Understand the Thinking view
The Thinking timeline gives a chronological account of how AI Assistant handled the message.
Use this view to:
- Verify that AI Assistant calls the right tools in the right order.
- Check that AI Assistant selects workflows when it should.
- Spot cases where AI Assistant skipped a tool you expected it to use.
Understand the Sources view
The Sources tab shows what information AI Assistant had access to when it wrote its answer. Typical information includes:
- Cited sources — passages and Answers that most directly shaped the answer.

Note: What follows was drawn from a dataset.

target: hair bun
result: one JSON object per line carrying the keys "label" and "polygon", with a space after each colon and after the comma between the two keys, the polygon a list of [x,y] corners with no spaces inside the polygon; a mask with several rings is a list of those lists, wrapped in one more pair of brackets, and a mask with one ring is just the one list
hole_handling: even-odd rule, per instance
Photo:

- Other considered sources — content that AI Assistant retrieved and evaluated but didn't directly cite.
- Per-source details — such as the title, URL, and content section.

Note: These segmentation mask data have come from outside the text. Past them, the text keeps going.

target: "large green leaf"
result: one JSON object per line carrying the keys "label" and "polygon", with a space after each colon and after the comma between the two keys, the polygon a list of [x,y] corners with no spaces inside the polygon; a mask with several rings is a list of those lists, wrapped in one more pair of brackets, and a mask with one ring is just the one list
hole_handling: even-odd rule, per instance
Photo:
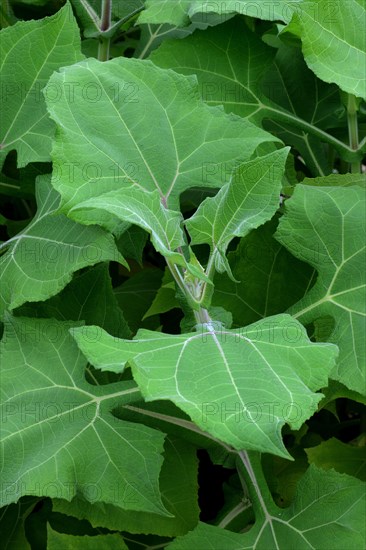
{"label": "large green leaf", "polygon": [[86,325],[98,325],[119,338],[131,336],[112,288],[107,263],[77,274],[57,296],[44,302],[25,304],[15,313],[17,316],[50,317],[59,321],[82,320]]}
{"label": "large green leaf", "polygon": [[[12,149],[18,166],[49,161],[54,124],[42,88],[53,71],[83,58],[80,34],[69,4],[40,21],[20,21],[1,31],[0,164]],[[57,87],[46,96],[57,101]]]}
{"label": "large green leaf", "polygon": [[360,550],[365,546],[365,483],[311,466],[289,508],[264,509],[244,534],[200,523],[169,550]]}
{"label": "large green leaf", "polygon": [[[333,166],[321,136],[303,129],[300,121],[322,130],[339,125],[344,107],[338,87],[316,78],[306,66],[301,51],[287,45],[278,49],[261,87],[273,103],[288,113],[286,121],[281,114],[269,111],[265,114],[264,127],[295,147],[314,175],[330,174]],[[269,107],[276,109],[273,105]]]}
{"label": "large green leaf", "polygon": [[128,363],[147,401],[173,401],[236,449],[284,457],[281,427],[299,428],[316,410],[322,394],[313,392],[326,385],[337,354],[332,344],[312,344],[288,315],[237,331],[211,325],[177,336],[140,330],[132,341],[93,330],[97,341],[95,332],[73,334],[95,367],[120,372]]}
{"label": "large green leaf", "polygon": [[270,21],[291,19],[297,3],[302,0],[269,0],[252,2],[251,0],[227,0],[212,2],[209,0],[146,0],[146,10],[139,17],[140,23],[170,23],[187,25],[191,18],[206,22],[212,13],[219,15],[238,13]]}
{"label": "large green leaf", "polygon": [[82,223],[85,211],[89,209],[105,211],[122,221],[142,227],[151,234],[151,241],[158,252],[169,259],[180,260],[180,255],[174,251],[185,244],[181,227],[183,216],[180,212],[167,210],[157,190],[144,192],[132,187],[110,191],[79,203],[70,210],[70,214]]}
{"label": "large green leaf", "polygon": [[366,98],[364,0],[305,1],[286,28],[301,38],[308,66],[325,82]]}
{"label": "large green leaf", "polygon": [[322,141],[351,154],[324,131],[337,125],[338,114],[344,112],[337,87],[318,81],[294,48],[283,45],[276,54],[241,19],[221,25],[220,32],[212,28],[168,40],[151,59],[161,67],[195,74],[209,105],[222,104],[227,112],[258,124],[270,121],[270,130],[298,148],[317,175],[330,171]]}
{"label": "large green leaf", "polygon": [[233,327],[286,311],[313,283],[314,270],[273,238],[273,220],[241,239],[228,260],[233,278],[215,276],[213,306],[233,315]]}
{"label": "large green leaf", "polygon": [[164,435],[118,420],[139,396],[132,381],[85,380],[75,323],[7,316],[2,359],[1,504],[21,496],[78,495],[168,514],[159,493]]}
{"label": "large green leaf", "polygon": [[366,447],[357,447],[339,441],[335,437],[316,447],[306,449],[310,464],[323,470],[334,468],[341,474],[349,474],[366,481]]}
{"label": "large green leaf", "polygon": [[1,313],[54,296],[82,267],[109,260],[125,264],[113,237],[103,229],[56,215],[60,197],[48,179],[37,183],[36,216],[5,243],[8,250],[0,258]]}
{"label": "large green leaf", "polygon": [[241,165],[230,182],[186,221],[192,244],[210,245],[219,273],[226,269],[230,241],[244,237],[278,209],[287,155],[288,149],[280,149]]}
{"label": "large green leaf", "polygon": [[142,326],[142,319],[158,292],[162,276],[160,269],[146,268],[114,290],[123,315],[134,333]]}
{"label": "large green leaf", "polygon": [[30,550],[25,536],[24,522],[37,503],[36,498],[26,497],[16,504],[4,506],[0,511],[2,550]]}
{"label": "large green leaf", "polygon": [[[205,105],[195,77],[160,69],[151,61],[89,59],[55,73],[50,82],[62,91],[48,108],[58,124],[52,183],[61,193],[64,212],[127,188],[157,190],[164,206],[174,209],[185,189],[221,187],[260,143],[275,139]],[[83,221],[112,228],[117,223],[104,211],[85,210]]]}
{"label": "large green leaf", "polygon": [[90,503],[80,498],[71,502],[54,499],[54,512],[87,519],[93,527],[111,531],[178,536],[193,529],[198,522],[196,448],[176,437],[167,438],[164,463],[160,473],[162,502],[175,517],[121,510],[112,504]]}
{"label": "large green leaf", "polygon": [[[325,180],[326,182],[326,180]],[[332,378],[366,392],[365,192],[361,187],[297,185],[276,238],[318,271],[314,287],[289,312],[308,324],[335,321],[327,341],[339,345]]]}
{"label": "large green leaf", "polygon": [[183,40],[168,40],[150,57],[160,67],[195,74],[201,96],[209,105],[222,104],[228,112],[257,121],[266,102],[260,82],[276,50],[240,18],[224,23],[217,31],[215,27]]}
{"label": "large green leaf", "polygon": [[47,550],[128,550],[119,533],[96,535],[69,535],[47,528]]}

Internally, AI Assistant stores point-in-time snapshots of the relevant passages so you can see what it "saw" even if someone edited or removed the underlying article later.
Use this view to:
- Confirm that AI Assistant uses the right documents.
- Identify when outdated or incorrect content drives bad answers.
- Decide whether to:
- Update an article.
- Create an Answer with a clearer answer.
- Adjust content tags or indexing.
Analyze chats and improve AI Assistant
AI Assistant's value increases as you iterate. Use chat analytics plus X-ray to improve coverage and quality.
Find problem areas
From the chat analytics area:
- Filter chats by:
- High fallback rate.
- Negative feedback.
- A specific topic or keyword.
- Open individual chats and inspect them with X-ray to see:
- Which sources AI Assistant used.
- Which tools AI Assistant called.
- Whether the answer was incomplete or incorrect.
Fix gaps
Based on what you find:
- Update or add content in your docs or help center.
- Create Answers for recurring high-importance questions.
- Adjust workflows or tools if AI Assistant isn't choosing the right path.
- Tighten or expand targeting for Resource Center content so articles appear when and where users need them.
- Create a guide for important or confusing product areas.
Over time, this loop—chat, X-ray, then content or configuration updates—turns AI Assistant into a high-quality, product-specific helper rather than a generic chatbot.